スマホを机の上に置いて、カーペットの上に体育座りをして俯く。
もう…最悪だよ、早く鳴りやんでよ。
「ミナ…!!」
あれ?私は夢の中にいるのかな?
だって、斗樹の声がするんだよ。
いるはずのない人の声が聞こえたと思ったら前から丸めた体をギュッと包み込むように抱きしめられた。
「え……?」
この柔軟剤の匂いは……
「と、き……?」
なんでいるの?しかも、少し服が濡れてる。
ということは、また窓から侵入してきたんだね。
ほんと不法侵入だからね…でも、来てくれてありがとう。
「一人で怖いくせに強がんな、ブス」
「ぶ、ブス…!?」
「もう大丈夫だから。怖くない怖くない」
ブスと言われて怒っているというのに斗樹が心底優しい顔してよしよし、と私の頭を撫でる。

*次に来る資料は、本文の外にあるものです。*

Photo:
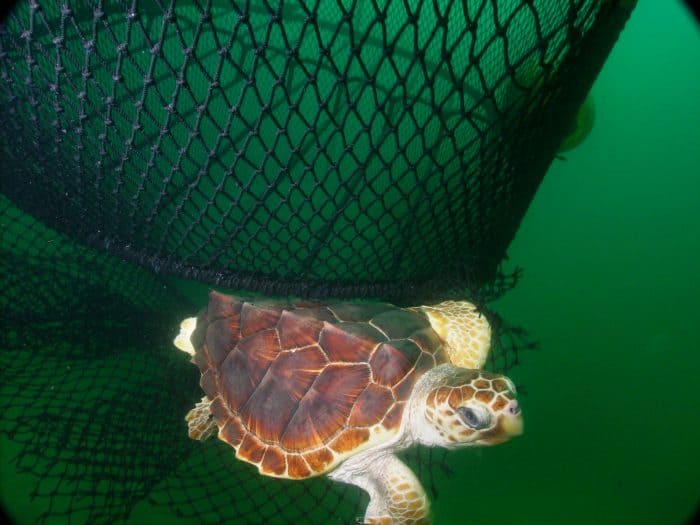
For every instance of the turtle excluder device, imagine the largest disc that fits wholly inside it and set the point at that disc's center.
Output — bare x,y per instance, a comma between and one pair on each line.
337,149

不思議なことにさっきまで恐怖で怯えていたのに全く怖くない。
それはこの高鳴る鼓動の音がうるさすぎるカラなのかもしれない。
「俺がそばにいてやるから」
ねえ、どうしてあんたはそんなに優しいの?
私に対して怒ってないの?
「……」
私は結局何も言えなくて、このもどかしい気持ちを隠すかのように斗樹の胸に顔を埋めた。
すぐ近くから彼の鼓動の音が聞こえてきて、それはものすごい速さで動いていて、ほんとに私のこと好きなんだなって思った。